On January 6, soon after being sworn in to a second term as Florida governor, Ron DeSantis appointed six new conservative members to the board of New College, a tiny public liberal arts institution that few Americans have heard of. The move drew national attention—in part because DeSantis, a likely 2024 presidential candidate, had made taking on “wokeism” in his state’s education system a defining feature of his first term, but also because of the audacity of his plan for New College. 

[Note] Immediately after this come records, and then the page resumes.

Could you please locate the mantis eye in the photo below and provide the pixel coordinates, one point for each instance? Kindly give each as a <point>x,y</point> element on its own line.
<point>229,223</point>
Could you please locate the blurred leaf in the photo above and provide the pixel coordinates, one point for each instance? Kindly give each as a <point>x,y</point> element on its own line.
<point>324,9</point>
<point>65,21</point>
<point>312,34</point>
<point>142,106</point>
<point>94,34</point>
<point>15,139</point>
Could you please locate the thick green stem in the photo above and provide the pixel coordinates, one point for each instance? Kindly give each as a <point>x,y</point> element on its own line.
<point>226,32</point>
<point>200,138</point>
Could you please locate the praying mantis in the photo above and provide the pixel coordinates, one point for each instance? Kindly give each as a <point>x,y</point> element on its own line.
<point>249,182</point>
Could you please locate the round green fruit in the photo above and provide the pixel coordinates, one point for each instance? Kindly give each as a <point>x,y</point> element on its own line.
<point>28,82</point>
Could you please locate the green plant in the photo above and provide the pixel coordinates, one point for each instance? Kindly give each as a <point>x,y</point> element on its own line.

The school’s progressive culture, the governor charged, is failing to give its students the grounding they need to become productive workers and citizens. He therefore tasked the board with remaking it in the image of Hillsdale College, a conservative Christian institution in Michigan focused on the “great books.” “The core curriculum must be grounded in actual history, the actual philosophy that has shaped Western civilization,” DeSantis said. “We don’t want students to go through, at taxpayer expense, and graduate with a degree in zombie studies.”

Politically, DeSantis chose his target well. Founded in 1960 as a private college and later merged into the state university system, New College is famous for its alternative learning style and left-leaning population, with a high percentage of LGBTQ students. Professors give written evaluations rather than grades, and students follow a “contract” system in which, each semester, they agree to pass a certain number—not necessarily all—of their classes. Courses on offer include “Race and Ethnicity in Global Perspective,” with readings from the social justice scholar Ibram X. Kendi, and “Going Viral: Making Video Art for the Internet.” (No textbook required.) Located on Sarasota Bay just down the road from Siesta Key Beach, it is affectionately called by its students “Barefoot U.”

New College, however, is an odd choice for DeSantis’s ire in one crucial respect: On most measures of actual outcomes, the school performs at a remarkably high level. Indeed, on the Washington Monthly’s latest college rankings, which rate colleges on measures of upward mobility, research, and service, it comes in 41st out of 203 liberal arts colleges in America. On U.S. News’s more conventional list, it ranks 76th. Indeed, New College outperforms other Florida public institutions of higher learning and most of the conservative colleges and universities that DeSantis’s trustees point to as models for how they want to remake the school.